‘Treasure Planet’ and how trade causes war

The 2002 film ‘Treasure Planet’ opens with a portrayal of merchant ships carrying crates of gold, until they were sabotaged by pirates. The rest of the movie depicts the conflict over said gold. The hero graduates from his family’s bed and breakfast to a quest for a greater prize of trade: the excesses of commercial gain, in the form of unusable gold. The thread that unites premodern economies, money in the form of metallic currency, becomes an object of desire. This desire produces destructive urges in all who seek it. The love of money produces the love of power.

The opening scene to Disney’s ‘Treasure Planet’.

The heroic task lies in balancing between these extremes, subjecting the social goals of money and power to abstract goal of goodness and the concrete goal of survival. Trade and war pull us away from balance, but also remind us of its significance. Society has a unique tendency to tear itself apart. And Treasure Planet isn’t the only modern movie to depict this tendency.

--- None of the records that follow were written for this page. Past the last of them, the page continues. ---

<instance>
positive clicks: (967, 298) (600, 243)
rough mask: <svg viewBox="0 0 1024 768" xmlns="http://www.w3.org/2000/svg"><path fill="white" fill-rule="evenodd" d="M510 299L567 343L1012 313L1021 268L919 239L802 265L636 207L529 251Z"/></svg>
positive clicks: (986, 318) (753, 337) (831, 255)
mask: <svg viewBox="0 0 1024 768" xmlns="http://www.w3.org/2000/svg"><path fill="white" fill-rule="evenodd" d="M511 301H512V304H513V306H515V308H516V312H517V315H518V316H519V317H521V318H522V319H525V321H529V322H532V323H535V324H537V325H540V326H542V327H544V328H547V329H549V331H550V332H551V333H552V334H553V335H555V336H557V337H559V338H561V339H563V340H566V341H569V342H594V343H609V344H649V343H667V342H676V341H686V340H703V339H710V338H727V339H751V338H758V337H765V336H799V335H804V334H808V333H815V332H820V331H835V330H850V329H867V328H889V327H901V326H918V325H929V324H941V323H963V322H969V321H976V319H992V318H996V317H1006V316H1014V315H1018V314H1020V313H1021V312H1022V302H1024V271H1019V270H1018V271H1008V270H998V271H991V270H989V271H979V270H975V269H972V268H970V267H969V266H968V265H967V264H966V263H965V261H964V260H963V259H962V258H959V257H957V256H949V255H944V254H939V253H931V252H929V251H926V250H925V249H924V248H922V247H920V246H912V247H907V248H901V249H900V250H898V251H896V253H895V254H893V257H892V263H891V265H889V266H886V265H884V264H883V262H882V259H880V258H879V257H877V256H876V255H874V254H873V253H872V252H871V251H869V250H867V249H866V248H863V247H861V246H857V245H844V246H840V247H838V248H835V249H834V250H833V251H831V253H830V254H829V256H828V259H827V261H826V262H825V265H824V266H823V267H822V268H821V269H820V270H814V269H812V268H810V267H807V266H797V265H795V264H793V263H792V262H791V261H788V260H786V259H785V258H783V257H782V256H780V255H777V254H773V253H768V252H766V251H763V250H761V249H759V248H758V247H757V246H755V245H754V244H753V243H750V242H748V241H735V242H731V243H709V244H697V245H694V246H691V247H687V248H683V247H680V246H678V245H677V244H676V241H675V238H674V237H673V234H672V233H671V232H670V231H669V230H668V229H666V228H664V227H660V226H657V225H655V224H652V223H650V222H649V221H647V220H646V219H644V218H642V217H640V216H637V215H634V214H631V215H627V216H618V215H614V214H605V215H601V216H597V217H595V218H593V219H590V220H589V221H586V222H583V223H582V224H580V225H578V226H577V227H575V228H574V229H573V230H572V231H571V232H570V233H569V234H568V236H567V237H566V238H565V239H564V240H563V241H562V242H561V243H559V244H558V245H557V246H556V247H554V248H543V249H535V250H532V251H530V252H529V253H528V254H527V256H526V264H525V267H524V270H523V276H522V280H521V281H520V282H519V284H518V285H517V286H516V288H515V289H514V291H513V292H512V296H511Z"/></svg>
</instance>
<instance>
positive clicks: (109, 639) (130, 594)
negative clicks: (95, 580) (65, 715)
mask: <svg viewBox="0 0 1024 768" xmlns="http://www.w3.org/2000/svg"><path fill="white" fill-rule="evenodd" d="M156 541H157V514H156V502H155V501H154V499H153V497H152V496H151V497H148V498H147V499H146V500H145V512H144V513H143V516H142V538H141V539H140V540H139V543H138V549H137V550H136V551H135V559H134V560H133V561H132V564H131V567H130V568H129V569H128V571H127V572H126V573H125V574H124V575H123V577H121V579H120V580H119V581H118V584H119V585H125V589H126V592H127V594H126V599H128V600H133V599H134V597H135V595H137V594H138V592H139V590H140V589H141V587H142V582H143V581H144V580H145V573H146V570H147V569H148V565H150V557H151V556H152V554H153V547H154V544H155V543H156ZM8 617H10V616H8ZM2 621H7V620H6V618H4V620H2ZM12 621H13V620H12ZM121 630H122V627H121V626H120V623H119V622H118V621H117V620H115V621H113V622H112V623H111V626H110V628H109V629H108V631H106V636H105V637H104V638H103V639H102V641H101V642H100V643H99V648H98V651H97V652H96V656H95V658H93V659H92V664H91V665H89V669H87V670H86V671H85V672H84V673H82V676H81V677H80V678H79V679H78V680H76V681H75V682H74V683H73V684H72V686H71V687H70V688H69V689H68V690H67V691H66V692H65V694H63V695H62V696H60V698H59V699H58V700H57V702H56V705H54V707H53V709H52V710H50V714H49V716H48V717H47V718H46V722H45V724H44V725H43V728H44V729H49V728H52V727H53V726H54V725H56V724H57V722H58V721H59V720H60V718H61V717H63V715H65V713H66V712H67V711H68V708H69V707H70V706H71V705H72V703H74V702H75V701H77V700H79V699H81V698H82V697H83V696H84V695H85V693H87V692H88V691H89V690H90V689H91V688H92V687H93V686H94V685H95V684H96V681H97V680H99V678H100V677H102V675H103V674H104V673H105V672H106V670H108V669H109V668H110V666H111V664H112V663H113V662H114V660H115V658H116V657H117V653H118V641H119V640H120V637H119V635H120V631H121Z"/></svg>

In Star Wars, the trading guilds and monopolistic interests they embody lead directions to the separation of the Republic and the violent road to the Empire. In Pirates of the Caribbean, the East India Trading Company challenges pirates, depicted (unlike in Treasure Planet) as heroes, in a baroque showdown of tentacular proportions.

It was argued in the early twentieth century that the excesses of trade, through monopolies and finance, led to warfare by way of imperialism. The other analogy is the eighteenth century, where trade and war began to disentangle from one another. In the fifteenth century, as the Medici series on Netflix shows, trade and war were intricately connected and subordinated under the mantle of power, human and divine. The separation of human power from divine power in the Reformation after the Renaissance led to the rise of the profit motive through trade, which ultimately corrupted the divine element of power and turned war into a form of medicalised monstrosity in the last century of chaos, at the end of the second millennium.

This century, we are seeing a return of Renaissance dynamics of trade and war interacting and overlapping, but in the shadow of the modern separation between trade and war, and the monetisation of military power. Trade does not reduce the deadliness of war; it increases it. Indeed, trade is the central reason why wars break out in the first place. Trade allows us to manage a world of scarce resources by allocating resources according to supply, demand, and the resulting prices and people’s ability to pay these prices. But this management of scarcity exacerbates the problem by rapidly altering the economic bases of military power. Sooner or later, the old balance of power which underpinned peaceful trade breaks down, because trade allows a new power to rise that wishes to forge its own order. The same avarice, capriciousness, and mortal dread that lead parties to trade lead directly to warfare, which combines terror with a paradoxical sense of glory and honour.

But the price of military virtue is too high. The alternative is a struggle which falls short of war but goes beyond trade. In Treasure Planet, one such struggle for survival and reconciliation takes place. In our own world, another struggle has already begun, between the peripheral destruction of war and the core exploitation of trade. The task ahead of us immense, and demands nothing less than a renewed vision of heroism and the good life, to wake ourselves up from our complacent delusions. We need a new beginning, in our own time and place, to save the treasure planet which we call Earth. Shall we begin?